Equivalent circuit properties of organic food extracts doped hydrogels and their applications in bioelectronics

•Dielectric properties of all samples were investigated by Impedance Spectroscopy.•Conductivity characteristics of organic foods doped hydrogels were determined.•The dielectric plane plots of the samples are compatible with the Havriliak-Negami.•Dielectric properties of samples were related to Brownian motion and Maxwell-Wagner.•Organic foods doped hydrogels were found inspiring for bioelectronics applications. Dielectric/electrical properties of organic food extracts doped hydrogels, which can be envisaged to lead the technology applications of biosensors, bio-imaging and wireless biological sensing schemes in bio-electronic circuits, were analysed at room temperature by means of impedance spectroscopy.

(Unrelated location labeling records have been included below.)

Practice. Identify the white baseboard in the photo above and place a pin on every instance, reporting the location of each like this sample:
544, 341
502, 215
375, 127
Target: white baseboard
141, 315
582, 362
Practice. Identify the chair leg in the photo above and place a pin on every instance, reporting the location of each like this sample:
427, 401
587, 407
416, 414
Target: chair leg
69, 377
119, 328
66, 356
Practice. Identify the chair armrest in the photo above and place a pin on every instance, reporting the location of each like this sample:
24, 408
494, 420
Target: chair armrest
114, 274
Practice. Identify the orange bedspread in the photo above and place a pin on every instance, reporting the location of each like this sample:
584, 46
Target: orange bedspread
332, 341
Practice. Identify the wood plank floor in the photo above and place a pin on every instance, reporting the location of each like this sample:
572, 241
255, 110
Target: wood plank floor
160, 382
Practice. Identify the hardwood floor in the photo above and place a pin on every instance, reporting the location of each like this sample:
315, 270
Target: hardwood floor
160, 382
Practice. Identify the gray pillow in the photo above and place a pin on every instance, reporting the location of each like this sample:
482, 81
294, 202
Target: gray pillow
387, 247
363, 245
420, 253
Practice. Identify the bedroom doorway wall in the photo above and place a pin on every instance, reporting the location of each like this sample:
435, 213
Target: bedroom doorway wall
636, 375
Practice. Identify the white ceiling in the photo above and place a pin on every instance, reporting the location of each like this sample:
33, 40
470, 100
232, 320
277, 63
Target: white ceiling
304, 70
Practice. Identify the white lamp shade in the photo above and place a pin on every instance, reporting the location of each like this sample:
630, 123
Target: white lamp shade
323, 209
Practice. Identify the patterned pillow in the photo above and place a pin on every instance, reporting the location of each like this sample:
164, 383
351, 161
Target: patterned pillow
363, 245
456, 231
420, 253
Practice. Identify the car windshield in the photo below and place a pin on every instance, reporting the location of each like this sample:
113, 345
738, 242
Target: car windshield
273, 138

Electrode and interfacial polarization mechanisms were determined to be dominant on the dielectric properties of pure and organic food extracts doped hydrogels in the low frequency region. Dielectric relaxation, viscoelastic mechanism, Brownian motion of food extract molecules and Maxwell-Wagner approach were used to explain the dielectric properties of the samples in the high frequency region. It was determined that the dielectric plane plots that provide information about the transmission mechanism of all samples are compatible with the Cole-Cole relaxation models. The conductivity characteristics of the all samples depending on the s parameter/power law exponent were explained for the three different regions by dc conductivity, the Correlated Barrier Hoping conductivity and Quantum Mechanical Tunnel conductivity models, respectively. From the experimental results obtained in this study, it was concluded that organic food extracts doped hydrogels are an inspirational material for applications such as biosensors, bio imaging and wireless bio-sensing device that can be used in bio-systems.